The MLB has set a new precedent in dealing with domestic violence cases such as this one. The Joint Domestic Violence, Sexual Assault, and Child Abuse Policy that was negotiated with the MLBPA states that the Commissioner has the power to impose a disciplinary action he sees fit whether or not the case goes to trial and regardless of if the player is found guilty. Throughout the past, we've seen the league hand out hefty suspensions for cases such as this, the most recent examples being Jose Reyes, Aroldis Chapman, and Jeurys Familia. The lengths of these suspensions came nowhere close to the suspension Osuna is about to serve with Jose Reyes' suspension being the closest at 51 games.

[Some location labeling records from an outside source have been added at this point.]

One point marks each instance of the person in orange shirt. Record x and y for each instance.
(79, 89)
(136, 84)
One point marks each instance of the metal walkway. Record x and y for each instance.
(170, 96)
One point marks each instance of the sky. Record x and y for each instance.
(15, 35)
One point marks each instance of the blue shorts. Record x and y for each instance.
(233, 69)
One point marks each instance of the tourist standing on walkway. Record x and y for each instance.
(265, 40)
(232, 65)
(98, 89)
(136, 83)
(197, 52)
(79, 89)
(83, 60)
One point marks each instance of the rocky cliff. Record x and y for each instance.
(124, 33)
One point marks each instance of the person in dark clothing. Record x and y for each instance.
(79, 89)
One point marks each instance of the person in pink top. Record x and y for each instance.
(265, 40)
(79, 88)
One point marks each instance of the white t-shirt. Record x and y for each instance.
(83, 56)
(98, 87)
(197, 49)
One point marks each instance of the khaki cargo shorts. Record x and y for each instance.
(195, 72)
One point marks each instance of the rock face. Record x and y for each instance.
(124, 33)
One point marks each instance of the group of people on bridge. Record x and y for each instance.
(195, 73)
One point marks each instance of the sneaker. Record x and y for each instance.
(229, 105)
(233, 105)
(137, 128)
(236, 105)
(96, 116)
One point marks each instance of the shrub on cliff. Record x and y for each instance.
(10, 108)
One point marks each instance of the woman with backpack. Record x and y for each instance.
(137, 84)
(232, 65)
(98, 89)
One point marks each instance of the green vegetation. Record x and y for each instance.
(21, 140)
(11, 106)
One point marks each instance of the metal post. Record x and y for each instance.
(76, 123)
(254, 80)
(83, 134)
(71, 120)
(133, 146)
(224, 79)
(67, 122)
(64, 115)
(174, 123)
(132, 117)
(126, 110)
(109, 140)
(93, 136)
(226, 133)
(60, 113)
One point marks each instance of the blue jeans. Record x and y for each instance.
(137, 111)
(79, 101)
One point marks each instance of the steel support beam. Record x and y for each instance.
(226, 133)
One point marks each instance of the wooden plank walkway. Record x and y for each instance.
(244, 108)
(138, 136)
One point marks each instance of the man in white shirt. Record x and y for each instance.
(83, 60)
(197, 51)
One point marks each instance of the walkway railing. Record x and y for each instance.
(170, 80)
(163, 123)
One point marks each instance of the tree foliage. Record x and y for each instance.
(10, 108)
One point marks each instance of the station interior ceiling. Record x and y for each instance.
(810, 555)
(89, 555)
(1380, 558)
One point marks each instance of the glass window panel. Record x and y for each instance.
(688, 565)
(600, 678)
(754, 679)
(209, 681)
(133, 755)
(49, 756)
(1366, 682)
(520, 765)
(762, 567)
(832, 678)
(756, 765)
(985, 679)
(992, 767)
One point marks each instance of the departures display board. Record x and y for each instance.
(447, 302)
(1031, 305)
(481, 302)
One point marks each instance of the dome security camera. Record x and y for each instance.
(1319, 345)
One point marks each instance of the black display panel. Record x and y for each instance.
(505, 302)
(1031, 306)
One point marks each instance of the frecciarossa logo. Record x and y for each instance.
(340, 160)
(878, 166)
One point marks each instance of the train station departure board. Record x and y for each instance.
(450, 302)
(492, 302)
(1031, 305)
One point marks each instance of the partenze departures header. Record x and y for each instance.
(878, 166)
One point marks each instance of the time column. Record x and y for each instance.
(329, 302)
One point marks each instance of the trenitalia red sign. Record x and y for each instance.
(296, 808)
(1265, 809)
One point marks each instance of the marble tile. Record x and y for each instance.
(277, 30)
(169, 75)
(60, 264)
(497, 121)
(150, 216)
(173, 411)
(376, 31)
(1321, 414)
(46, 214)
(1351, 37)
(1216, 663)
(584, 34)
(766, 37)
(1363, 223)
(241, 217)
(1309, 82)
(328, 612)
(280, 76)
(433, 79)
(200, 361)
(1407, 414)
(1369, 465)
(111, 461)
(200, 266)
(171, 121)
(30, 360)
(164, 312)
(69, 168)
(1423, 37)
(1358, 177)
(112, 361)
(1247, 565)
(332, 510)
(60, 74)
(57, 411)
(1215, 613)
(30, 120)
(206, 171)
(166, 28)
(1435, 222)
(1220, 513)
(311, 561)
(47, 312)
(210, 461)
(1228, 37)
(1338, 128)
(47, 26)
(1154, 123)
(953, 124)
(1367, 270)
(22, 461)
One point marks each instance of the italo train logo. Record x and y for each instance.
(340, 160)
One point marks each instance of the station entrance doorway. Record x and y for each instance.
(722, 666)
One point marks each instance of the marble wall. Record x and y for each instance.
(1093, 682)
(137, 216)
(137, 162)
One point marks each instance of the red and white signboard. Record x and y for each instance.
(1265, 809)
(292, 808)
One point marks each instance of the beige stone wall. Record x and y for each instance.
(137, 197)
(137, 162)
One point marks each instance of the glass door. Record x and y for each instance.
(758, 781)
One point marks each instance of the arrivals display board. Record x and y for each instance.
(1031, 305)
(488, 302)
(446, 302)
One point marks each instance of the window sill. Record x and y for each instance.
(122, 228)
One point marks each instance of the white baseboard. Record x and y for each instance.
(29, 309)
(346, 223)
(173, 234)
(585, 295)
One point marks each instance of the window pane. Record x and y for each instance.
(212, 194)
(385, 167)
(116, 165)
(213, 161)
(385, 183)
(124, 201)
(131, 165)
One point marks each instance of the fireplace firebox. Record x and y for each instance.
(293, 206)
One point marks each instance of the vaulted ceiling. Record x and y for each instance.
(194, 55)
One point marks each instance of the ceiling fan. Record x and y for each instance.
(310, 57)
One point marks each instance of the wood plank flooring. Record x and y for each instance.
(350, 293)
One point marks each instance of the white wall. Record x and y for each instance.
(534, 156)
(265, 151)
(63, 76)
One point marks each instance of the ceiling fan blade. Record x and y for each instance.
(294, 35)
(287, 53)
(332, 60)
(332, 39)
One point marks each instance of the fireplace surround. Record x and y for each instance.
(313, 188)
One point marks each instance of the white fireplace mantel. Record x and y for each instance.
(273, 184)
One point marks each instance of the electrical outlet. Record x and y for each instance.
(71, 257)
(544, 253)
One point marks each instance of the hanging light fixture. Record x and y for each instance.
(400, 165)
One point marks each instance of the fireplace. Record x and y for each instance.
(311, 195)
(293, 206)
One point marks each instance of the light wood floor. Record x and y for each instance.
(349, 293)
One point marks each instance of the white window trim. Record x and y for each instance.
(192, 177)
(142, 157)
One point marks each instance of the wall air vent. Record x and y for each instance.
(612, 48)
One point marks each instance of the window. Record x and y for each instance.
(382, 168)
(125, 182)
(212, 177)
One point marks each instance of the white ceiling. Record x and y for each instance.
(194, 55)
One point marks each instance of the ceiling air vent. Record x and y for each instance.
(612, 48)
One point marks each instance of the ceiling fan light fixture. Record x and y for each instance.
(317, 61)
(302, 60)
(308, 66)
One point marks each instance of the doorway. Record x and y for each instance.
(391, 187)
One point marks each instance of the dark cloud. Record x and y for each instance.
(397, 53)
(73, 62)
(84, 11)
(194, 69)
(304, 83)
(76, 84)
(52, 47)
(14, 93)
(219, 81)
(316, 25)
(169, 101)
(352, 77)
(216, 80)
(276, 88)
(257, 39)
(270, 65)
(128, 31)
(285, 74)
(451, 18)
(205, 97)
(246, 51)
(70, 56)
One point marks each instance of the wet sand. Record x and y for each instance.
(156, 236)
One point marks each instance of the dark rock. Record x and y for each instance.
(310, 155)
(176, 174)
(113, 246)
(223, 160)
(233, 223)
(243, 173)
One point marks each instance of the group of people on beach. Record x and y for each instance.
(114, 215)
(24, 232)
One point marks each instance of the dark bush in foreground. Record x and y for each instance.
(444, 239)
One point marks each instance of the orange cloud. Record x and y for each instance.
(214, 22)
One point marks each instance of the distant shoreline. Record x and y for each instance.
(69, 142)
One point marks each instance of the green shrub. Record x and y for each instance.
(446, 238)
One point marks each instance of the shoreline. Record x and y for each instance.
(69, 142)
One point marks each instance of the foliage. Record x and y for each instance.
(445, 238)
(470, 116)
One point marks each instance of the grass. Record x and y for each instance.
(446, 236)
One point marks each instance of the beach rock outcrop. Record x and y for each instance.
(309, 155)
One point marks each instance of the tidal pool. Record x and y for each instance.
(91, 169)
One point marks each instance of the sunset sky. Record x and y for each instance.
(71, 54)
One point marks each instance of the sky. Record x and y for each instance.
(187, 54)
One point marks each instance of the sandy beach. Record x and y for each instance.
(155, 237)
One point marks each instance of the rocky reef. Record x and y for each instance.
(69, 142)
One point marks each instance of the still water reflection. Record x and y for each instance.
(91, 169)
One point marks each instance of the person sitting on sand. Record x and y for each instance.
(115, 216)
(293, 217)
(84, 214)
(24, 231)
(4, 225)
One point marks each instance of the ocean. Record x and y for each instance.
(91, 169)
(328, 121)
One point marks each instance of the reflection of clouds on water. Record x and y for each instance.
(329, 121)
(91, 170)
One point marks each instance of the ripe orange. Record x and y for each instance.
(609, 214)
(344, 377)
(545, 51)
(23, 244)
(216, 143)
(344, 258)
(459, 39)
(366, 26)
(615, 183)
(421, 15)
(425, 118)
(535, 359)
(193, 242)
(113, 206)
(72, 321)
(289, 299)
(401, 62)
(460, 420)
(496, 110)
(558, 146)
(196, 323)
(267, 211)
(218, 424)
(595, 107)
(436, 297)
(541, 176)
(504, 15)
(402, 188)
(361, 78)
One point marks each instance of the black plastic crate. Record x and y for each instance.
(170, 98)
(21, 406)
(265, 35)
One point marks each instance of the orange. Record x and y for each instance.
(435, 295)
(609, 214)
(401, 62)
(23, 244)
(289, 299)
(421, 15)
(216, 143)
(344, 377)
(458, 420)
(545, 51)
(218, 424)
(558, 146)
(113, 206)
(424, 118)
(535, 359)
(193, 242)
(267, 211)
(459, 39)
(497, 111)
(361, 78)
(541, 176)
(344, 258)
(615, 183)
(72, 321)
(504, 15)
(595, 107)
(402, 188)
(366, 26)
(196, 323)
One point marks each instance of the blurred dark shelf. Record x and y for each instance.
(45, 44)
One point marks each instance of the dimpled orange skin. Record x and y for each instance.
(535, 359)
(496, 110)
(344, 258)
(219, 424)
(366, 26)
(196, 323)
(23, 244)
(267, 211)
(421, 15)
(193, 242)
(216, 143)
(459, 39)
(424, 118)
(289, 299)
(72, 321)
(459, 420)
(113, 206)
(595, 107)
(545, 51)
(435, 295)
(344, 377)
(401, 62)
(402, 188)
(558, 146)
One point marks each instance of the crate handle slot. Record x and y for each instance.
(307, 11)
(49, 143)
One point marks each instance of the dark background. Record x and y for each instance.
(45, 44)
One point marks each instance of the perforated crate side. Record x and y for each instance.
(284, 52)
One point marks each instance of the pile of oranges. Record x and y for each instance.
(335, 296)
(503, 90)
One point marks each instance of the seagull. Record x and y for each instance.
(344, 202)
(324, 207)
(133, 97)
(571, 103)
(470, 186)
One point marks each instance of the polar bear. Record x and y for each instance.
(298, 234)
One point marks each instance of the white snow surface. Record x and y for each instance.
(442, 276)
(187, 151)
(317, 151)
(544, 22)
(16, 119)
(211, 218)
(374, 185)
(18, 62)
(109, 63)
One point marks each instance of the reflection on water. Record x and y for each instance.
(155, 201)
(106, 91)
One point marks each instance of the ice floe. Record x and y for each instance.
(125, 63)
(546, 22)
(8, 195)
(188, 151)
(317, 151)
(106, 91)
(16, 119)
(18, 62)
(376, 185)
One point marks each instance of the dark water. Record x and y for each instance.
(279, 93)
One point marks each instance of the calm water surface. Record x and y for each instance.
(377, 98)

This implies that the league is cracking down harder on these cases by increasing the severity of these disciplinary actions, and I expect leagues like the NFL and NBA to follow suit with their players soon.
The team's actions
Now, the league has done its job and disciplined Osuna, but another looming thought in this whole situation is as follows: what should the Toronto Blue Jays do once Osuna's suspension concludes? As stated earlier, the league is handing out lengthier suspensions regarding domestic violence cases, so should teams do the same? We saw the Colorado Rockies move on from Jose Reyes shortly after his suspension was served and the Blue Jays management is left with a tough decision on its hands. Moving on from Osuna would make a huge statement as to how teams will handle such cases with their players. However, before he was charged, Osuna was the Blue Jays' best reliever and one of the league's premier talents, so it's safe to say the Blue Jays would miss him in their bullpen. That being said, if the Blue Jays are looking to make a stand against domestic violence and show they have zero tolerance for such, it wouldn't be surprising if they parted ways with the young pitcher.
Just like the Blue Jays organization, I fully agree and stand with the league's decision to suspend Osuna. As stated before, the league has handled the situation very well, and they've shown that they will no longer put up with players who violate the domestic violence policy. That being said, I firmly believe it's time for teams to take a stand against these acts by moving on from players who violate this policy. Yes, this means I think the Blue Jays should move on from Osuna whether they trade him or straight up waive him, but we've seen NFL teams react this way to players who have had legal issues nowhere near as severe as domestic assault, and I think MLB teams should do the same.